Nationally Determined Contributions (NDC): Nationally determined contributions (NDCs) are at the heart of the Paris Agreement and the achievement of its long-term goals. NDCs embody efforts by each country to reduce national emissions and adapt to the impacts of climate change. The Paris Agreement (Article 4, paragraph 2) requires each Party to prepare, communicate and maintain successive nationally determined contributions (NDCs) that it intends to achieve. Parties shall pursue domestic mitigation measures, with the aim of achieving the objectives of such contributions.

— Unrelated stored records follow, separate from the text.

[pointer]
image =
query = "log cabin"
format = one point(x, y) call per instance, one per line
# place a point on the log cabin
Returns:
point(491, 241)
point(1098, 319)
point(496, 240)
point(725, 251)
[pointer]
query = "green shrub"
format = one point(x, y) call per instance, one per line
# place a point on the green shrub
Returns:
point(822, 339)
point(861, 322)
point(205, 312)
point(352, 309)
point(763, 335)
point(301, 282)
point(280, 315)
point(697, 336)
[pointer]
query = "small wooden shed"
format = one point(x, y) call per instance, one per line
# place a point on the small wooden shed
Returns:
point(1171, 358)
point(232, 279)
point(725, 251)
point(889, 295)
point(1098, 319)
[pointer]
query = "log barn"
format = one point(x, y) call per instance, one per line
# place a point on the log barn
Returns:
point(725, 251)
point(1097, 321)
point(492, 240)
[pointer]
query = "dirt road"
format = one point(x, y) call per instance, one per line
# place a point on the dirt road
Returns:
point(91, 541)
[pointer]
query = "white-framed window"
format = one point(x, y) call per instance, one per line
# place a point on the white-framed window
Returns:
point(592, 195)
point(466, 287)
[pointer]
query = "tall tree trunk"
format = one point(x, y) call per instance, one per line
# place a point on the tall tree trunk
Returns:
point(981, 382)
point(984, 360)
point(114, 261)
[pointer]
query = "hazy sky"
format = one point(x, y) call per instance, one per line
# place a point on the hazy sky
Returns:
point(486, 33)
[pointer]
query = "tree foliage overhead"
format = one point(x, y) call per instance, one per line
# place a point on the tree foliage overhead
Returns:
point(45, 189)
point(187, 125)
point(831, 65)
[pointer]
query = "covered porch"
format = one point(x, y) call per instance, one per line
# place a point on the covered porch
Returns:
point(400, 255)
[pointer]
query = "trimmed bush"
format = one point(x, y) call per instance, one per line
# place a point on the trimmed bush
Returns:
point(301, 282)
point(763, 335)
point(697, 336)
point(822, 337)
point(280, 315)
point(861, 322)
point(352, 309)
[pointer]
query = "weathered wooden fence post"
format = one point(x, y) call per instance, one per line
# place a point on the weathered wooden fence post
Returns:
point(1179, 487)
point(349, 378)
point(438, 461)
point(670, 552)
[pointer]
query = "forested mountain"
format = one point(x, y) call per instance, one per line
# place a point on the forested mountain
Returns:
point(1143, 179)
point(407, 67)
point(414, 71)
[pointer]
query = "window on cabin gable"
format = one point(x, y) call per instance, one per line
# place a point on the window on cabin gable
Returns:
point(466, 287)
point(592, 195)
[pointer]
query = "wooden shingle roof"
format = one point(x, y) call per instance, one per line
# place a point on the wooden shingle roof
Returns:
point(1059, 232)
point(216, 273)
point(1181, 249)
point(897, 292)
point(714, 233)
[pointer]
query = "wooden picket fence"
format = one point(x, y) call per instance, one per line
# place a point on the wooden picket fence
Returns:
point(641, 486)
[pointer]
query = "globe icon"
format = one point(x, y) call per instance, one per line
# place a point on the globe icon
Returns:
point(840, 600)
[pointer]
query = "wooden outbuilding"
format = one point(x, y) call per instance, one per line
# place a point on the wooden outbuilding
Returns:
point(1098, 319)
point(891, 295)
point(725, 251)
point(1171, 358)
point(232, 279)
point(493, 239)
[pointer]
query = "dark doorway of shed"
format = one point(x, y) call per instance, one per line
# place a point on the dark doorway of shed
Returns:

Carbon Tax: A carbon tax is a financial charge imposed on the carbon content of fossil fuels. Its primary goal is to reduce greenhouse gas emissions by making the use of carbon-intensive fuels more expensive, thus encouraging a shift towards cleaner energy sources. This tax is based on the Pigouvian principle, which aims to internalize the social cost of carbon emissions, reflecting the environmental damage in the market prices.

Eco-Fiscal Policy: Eco-fiscal policies refer to the use of fiscal tools such as taxes, subsidies, and other financial incentives to promote environmental sustainability. These policies aim to correct market failures by internalizing environmental externalities, guiding consumers and producers towards more sustainable choices. Examples include carbon taxes, plastic bag taxes, and congestion charges.

Carbon Footprint: Carbon footprint refers to the total amount of greenhouse gases (GHGs) that a person, organisation, activity or product emits both directly and indirectly into the atmosphere over its life cycle. These emissions are mainly measured in carbon dioxide equivalent (CO2e), a metric that takes into account the varying warming potential of different GHGs.